How Content Trades Equity For Engagement

Most marketers still don't deliver value with content marketing. Sort of a shocking statement coming from Forrester Research -- consider the emphasis Google, Bing, Yahoo and other search engines put on content. Not only search engines, but social sites like Facebook, LinkedIn, and Pinterest. As wearables like Moto 360 and Google Glass become more popular, the content served on the devices will become a major advertising source.

Real estate on wearable devices will become extremely precious, even if the wearable device pushes the content to the synced mobile phone rather than the wearable device. Jordan Rednor, cofounder of, questions the fairness of search engine algorithms and whether the engines excluded specific content for one reason or another. He said authenticity plays a major role in the success of content, and as an example points to the more than 600,000 people following the Twitter account of John LeFevre, the author behind the @GSElevator and the book Straight to Hell: True Tales of Deviance and Excess in the World of Investment Banking.



Simon & Schuster's Touchstone imprint had picked up LeFevre's book based on what the publisher thought were tweets of real-life conversations overhead inside the elevators at Goldman Sachs, but the publisher canceled the deal after discovering they lacked authenticity.

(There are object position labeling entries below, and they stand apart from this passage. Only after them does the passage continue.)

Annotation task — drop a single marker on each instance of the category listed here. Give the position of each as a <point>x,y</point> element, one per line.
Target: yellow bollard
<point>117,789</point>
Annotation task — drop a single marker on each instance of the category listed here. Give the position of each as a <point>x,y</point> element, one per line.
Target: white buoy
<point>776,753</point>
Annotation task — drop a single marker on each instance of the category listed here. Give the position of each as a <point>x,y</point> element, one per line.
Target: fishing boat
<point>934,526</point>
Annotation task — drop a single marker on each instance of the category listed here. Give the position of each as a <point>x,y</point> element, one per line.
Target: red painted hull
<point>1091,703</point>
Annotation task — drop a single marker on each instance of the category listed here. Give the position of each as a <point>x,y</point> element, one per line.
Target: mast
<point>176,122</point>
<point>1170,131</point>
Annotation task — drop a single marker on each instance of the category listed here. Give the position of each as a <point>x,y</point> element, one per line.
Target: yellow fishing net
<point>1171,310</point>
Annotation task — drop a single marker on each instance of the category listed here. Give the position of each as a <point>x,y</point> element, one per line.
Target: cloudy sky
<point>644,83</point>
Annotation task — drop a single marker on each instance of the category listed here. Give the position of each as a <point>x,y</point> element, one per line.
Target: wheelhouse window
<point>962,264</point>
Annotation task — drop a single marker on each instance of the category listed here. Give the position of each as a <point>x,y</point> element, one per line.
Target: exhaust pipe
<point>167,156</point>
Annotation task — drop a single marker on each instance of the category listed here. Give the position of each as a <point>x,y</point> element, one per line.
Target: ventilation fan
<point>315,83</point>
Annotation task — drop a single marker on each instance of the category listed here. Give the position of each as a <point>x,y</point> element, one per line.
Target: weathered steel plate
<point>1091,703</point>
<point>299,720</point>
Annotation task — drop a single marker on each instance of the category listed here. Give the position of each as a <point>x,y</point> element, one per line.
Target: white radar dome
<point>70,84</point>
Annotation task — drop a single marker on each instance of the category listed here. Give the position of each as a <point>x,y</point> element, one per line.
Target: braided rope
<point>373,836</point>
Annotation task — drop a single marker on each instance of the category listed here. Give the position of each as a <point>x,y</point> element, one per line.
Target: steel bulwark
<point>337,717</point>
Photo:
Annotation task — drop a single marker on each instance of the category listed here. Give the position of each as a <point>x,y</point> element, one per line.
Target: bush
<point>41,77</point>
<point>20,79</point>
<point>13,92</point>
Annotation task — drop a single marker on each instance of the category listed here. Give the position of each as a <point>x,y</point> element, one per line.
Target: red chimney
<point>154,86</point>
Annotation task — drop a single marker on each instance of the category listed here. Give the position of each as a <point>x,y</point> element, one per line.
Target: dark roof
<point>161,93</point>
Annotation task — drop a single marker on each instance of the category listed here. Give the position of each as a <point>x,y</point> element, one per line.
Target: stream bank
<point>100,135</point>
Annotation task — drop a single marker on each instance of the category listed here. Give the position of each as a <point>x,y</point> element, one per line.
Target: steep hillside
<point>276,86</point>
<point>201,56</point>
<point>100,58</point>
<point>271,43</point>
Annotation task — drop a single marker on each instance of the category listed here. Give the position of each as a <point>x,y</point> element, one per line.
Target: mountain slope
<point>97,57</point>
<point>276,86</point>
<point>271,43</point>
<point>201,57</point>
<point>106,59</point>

Fake tweets put a different value on the content, such as entertainment, but fail to provide authenticity. It's not entirely fare to compare the content marketers talk about in Forrester's report in the same context, because the marketers interviewed for Forrester Analyst Ryan Skinner's report, Build Your Content Brand By Delivering Customer Value, consider their content truthful and authentic.

Still, the marketers participating in Forrester's report said that aside from the content, execution and distribution must follow a process, as well. Their "track record of executing on content marketing is poor." In fact, two out of three said they are not effective at it and don't create clear value for the business or their customers.

Kind of surprising after discovering that more than 90% of business-to-business (B2B) and business-to-customer (B2C marketers admit that they're practicing content marketing. Marketers do have success by creating stories that inspire, giving away valuable content to pull consumers closer to brand messages, and build relationships with consumers.

Those content marketing strategies that fail do so because they offer little value to consumers, suffer from low visibility, don't tell a compelling story, and creation and distribution becomes more expensive than expected. Also, linking content efforts with business outcomes falls short.

One of the more interesting points in the study suggests that "democratization and transparency will transform the implicit linkages between external customer advocates and internal brand goals into explicit relationships." Skinner tells us that some forms of content crowdsourcing and funded activities already blur the lines between fandom and ownership.

Forrester conducted the North American Technographics Online Benchmark Survey in April 2013, surveying 61,167 U.S. and 5,800 Canadian adults ages 18 to 88.